The sight of a quaint one-room school house nestled against some woods in a field off Bowen-Rushing Road takes one back to the old days.
That is, if you can remember the old days. And if you can’t, the historic little building from Tattnall County can help teach you all about them.
That’s the idea behind the newly relocated school, a gift to Georgia Southern University from alumnus Jan Anderson, who attended Georgia Teacher’s College, which is now GSU.
When the buzz began two years ago about plans for Georgia Southern University’s Centennial Celebration, Anderson recalled how it was when she attended the school as Georgia Teacher’s College.
Thinking the celebration should reflect the school’s origin — when most everyone majored in education, she said “a little red schoolhouse on campus” would be a great idea.
“A lot (of students who attended Georgia Teacher’s College) taught in one-room schoolhouses,” she said.
But upon further reflection, Anderson decided the exhibit should not be a new structure, but an authentic one-room school.
“Why would I want to build a new little one-room school house when I could get a real one-room school?” she said. “Then it became like a scavenger hunt.”
Anderson soon found out one-room school houses are few and far between. If she found one, it was in poor repair or wasn’t what she wanted - and often the chase led to what someone thought was a school, but was really just a small home.
She would get a lead and head to the location, only to find “it was g one or had been torn down, burned down,” she said. “I found a couple that were really big, not your typical one-room school.”
After a year and a half, however, Anderson struck pay dirt.
She was on business in Glennville and asked someone about one-room schools. That person directed her to Lyndal Tatum, who had been secretary to one of Tattnall County’s school superintendents. Anderson met Tatum and went for a ride in the country.
The first stop was disappointing. “It was covered in rubber siding,” she said. But once she saw the second school, she said “This is it.”
It took several months to work out the kinks and find out who owned the school, then there were “snags” regarding the purchase. And once it was purchased, there were questions about locating the treasured find on the GSU campus.
“So we ended up putting it on one of my farms,” she said.
The school is located on Bowen-Rushing Road, off Sinkhole Road just south of I-16. At a recent ribbon cutting ceremony, several people who attended the one-room school enjoyed seeing the little school in its new home, she said.
But it took a lot of hard work to get the little school where it is today.
Oak Grove School preserved
Anderson’s friend Glenn Eason worked hard to replace window sills and shutters and restore the old building. Anderson could not find antique desks from the one-room school’s period, so Eason secured a template and created reproduction desks, varying in size from “first grade” to “eighth grade” sizes, with the backs of the seats serving as the desk for the row behind. He even covered screw heads with wooden pegs to maintain authenticity.
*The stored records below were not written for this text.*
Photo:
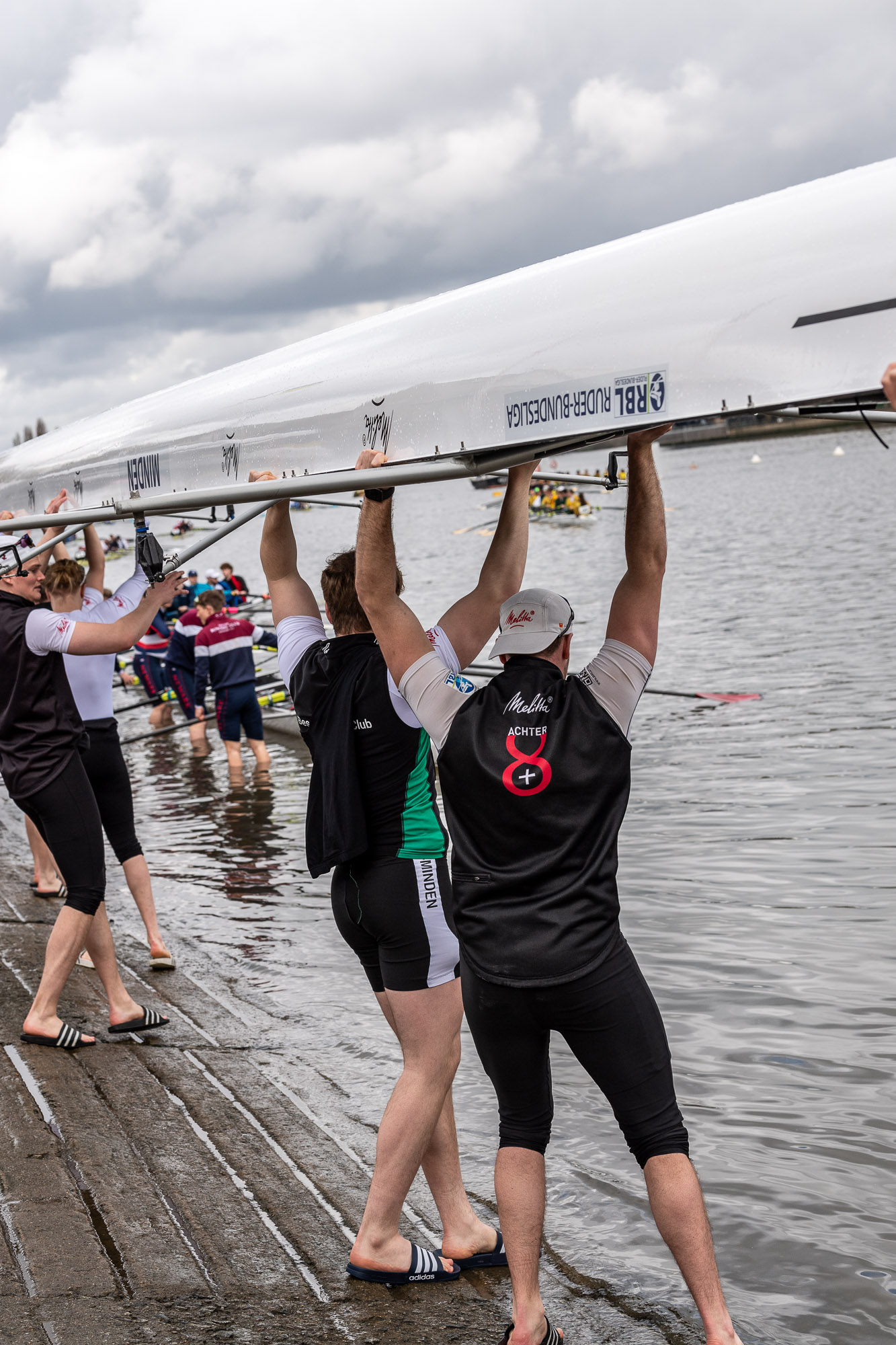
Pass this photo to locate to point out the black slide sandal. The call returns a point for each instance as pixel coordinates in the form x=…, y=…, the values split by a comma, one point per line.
x=69, y=1039
x=552, y=1335
x=425, y=1269
x=482, y=1261
x=151, y=1022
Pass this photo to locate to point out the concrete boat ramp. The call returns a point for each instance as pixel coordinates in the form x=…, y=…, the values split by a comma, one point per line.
x=204, y=1184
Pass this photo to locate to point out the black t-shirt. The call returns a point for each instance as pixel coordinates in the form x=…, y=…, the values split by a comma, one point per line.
x=534, y=778
x=40, y=723
x=366, y=759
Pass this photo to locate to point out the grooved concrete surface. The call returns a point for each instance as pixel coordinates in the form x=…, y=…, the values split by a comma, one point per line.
x=202, y=1186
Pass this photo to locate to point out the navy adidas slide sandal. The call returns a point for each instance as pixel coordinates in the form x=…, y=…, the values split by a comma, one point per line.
x=497, y=1257
x=425, y=1269
x=551, y=1338
x=149, y=1023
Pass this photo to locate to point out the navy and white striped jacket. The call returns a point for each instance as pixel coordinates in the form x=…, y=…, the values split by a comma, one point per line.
x=184, y=637
x=224, y=653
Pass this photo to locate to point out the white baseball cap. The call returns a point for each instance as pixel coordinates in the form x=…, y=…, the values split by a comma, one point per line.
x=530, y=621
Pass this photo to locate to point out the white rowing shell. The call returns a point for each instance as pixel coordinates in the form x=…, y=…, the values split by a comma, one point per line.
x=771, y=302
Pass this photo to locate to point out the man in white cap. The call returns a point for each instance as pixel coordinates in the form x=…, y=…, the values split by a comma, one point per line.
x=534, y=774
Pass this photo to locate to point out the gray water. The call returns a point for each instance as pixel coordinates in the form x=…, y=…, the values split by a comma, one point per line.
x=756, y=876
He and Anderson searched from Florida to North Carolina for items to furnish the school.
“There are 800 antique stores between Florida and North Carolina,” Eason said.
“We made several trips to the Smoky Mountains,” Anderson said.
Outside, there is a see-saw like children played on when one-room schools were used. There is also a real well, with the curbing from the well at Bulloch county’s Old Bird School, donated by Garland Nessmith. The bucket and pulley were given by Billy Mikell. Donations are noted throughout the school through small plaques.
The school is set upon wooden blocks Eason and Anderson cut from old logs they found “walking through the swamp” of Lotts Creek, and contains a pot belly stove, a box of “fat lighter,” and the old chalkboard from Denmark School.
A split rail fence stands in front of the school. Inside, there is a 1916 portrait of George Washington, a 1919 United States flag with only 48 stars, and things like corn shuck dolls, old books and clay marbles. A school bell donated by Norris Strickland of Ellijay adds to the scene.
The purpose of the school is education - educating people today about how education was in days gone by, Anderson said.
“GSU will teach units in this school,” she said. “And schools will have field trips here.”
Too much of our history is being lost, and preserving things like the school house is important, she said.
“I think I could learn better in here than in a classroom looking out at a busy street,” she said. “Students today spend too much time on computers. They are not in tune to their surroundings. You can learn so much from nature.”
Nature wraps the old school house in a blanket of learning opportunity. As birds fly around outside, butterflies light on the old see saw, and the entire exhibit reflects the truth about how life was in the past, students could learn a great deal, she said.
GSU officials are excited about the gift.
The ribbon-cutting celebration, which featured a skit with Statesboro’s Libba Smith portraying Mattie rushing,who once taught at the Oak Grove School, and several members of the Statesboro STARS, was “just the beginning of the uses we will have for the one-room school,” said Cindi Chance, dean of the College of Education at Georgia Southern University.
“This school is a catalyst,” she said. “It will lead to faculty members conducting scholarly research on teaching methods in a one-room school, and to creating video and web pages about one-room schools for use as classroom teaching devices both here and internationally. It will lead to kids learning about their own past.”